Much laughter and clapping and hilarity on Mommy's part.
Then she gets bored of the game, and thinks about Daddy. I love how her signs have become a part of her thought process. She can't think about Daddy without automatically signing "daddy". so I always know when she's thinking about him.
I told her Daddy was at work, but he might be home for dinner by the time we got there.
"Yaaaaaaayyyyyyyyyyyyyyyy DADDY!!!!"

Unending batallions of snow

The other morning, we woke up to snow once again. It's beginning to feel surreal, because it is so unlike Denver, and it has gone on for so long. Wave after wave...weekend after weekend of snow, long after our summer should have been well on its way.
My Sweet Williams have lived through it, as have my pansies, btw.
Faced with another crushing blow to our flower gardens, and another day to spend indoors by necessity, I decided I needed a project.
I've had a thing about birds lately...little songbirds. And in a spring snow, the songbirds seem - defiantly - to come out louder and in greater numbers of a morning. So I strapped on my big zoom lens, the one I haven't used in months, and started shooting. In my bare feet. In my pajamas. From the cold cement of the front stoop.
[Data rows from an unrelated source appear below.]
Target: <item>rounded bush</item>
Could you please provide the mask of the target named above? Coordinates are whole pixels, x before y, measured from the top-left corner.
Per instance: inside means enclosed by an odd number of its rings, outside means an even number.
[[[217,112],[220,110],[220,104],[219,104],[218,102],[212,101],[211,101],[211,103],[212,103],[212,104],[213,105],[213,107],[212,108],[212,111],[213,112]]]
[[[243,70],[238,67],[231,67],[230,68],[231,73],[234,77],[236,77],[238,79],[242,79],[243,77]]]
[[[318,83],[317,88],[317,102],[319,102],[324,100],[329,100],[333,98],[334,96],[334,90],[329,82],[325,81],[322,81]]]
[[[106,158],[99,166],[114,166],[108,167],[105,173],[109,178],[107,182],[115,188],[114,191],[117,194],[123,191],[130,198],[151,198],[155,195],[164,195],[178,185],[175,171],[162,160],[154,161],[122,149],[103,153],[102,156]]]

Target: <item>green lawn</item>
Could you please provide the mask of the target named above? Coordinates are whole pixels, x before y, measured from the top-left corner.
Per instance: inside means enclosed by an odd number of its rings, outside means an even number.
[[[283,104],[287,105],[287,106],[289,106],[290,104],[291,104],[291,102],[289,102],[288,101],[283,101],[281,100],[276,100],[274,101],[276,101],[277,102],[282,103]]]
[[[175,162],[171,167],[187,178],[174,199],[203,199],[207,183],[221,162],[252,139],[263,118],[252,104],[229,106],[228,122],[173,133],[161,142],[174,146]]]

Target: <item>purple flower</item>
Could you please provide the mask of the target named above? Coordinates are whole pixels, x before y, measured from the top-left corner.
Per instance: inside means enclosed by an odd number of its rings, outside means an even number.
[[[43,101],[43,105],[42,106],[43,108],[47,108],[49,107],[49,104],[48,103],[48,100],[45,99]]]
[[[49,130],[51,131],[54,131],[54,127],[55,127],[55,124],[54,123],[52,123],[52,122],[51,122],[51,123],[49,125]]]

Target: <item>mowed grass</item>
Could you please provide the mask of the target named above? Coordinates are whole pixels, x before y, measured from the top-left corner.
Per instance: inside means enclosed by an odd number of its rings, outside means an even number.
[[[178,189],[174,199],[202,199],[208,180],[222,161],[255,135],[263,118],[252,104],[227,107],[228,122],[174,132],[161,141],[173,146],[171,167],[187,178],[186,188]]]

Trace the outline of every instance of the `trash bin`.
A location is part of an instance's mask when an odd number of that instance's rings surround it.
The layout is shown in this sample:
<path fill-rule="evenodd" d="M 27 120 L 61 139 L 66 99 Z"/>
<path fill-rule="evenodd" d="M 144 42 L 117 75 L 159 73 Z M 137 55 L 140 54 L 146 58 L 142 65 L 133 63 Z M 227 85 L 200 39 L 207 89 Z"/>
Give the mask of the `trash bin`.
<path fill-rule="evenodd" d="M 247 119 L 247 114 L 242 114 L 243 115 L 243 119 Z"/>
It was worth it though, don't you think?
The light, the bright breasts of the birds, the snow on the already-leafing branches of our apple tree...
This is the forlorn look on QQ's face when Mommy is outside and she's in.

Robin Redbreast.

An afternoon stroll

On a recent warm afternoon, before the latest return of winter, QQ and I went for a stroll around the neighborhood.
It was a beautiful day, and hot enough even this close to sunset that, when we came across a little girl in cowboy boots with a lemonade stand, we were thrilled.
I think I have waited for years for an excuse to stop at a lemonade stand on a street corner of a lazy afternoon. QQ was the perfect excuse!
I love this red house. Someday, maybe, a red house would be nice!


4/27/09

Spring, or winter?

We have been teased with little bouts of spring, followed by repeated, heavy, punishing reprieves of winter for what feels like months now.
And yes.
It snowed again.
Last night.
Five or six inches.
On all my pretty flower boxes.
This time, the weather channels didn't even have it on the radar.
So it's been a little tricky to juggle QQ's wardrobe so as to keep her comfortable through the climate's mood changes. QQ gets chilled easily, fast and without warning.
As you can see, a few trees did manage to put forth a few lovely blossoms. But these are closeups, and the bloom is very sparse.
If you could have seen this very same tree last year, you would have been amazed at the difference, the full, blousy luxuriance of bloom that covered it like icing on a wedding cake.
Still, when the sun shines and warms the ground, the neighborhood still manages to look almost springlike.
A sleepy QQ (I took her out a little to close to naptime) contemplating her first dandelion.



A neighbor's tulips poking through the snow. This is what my poor red tulips look like this morning.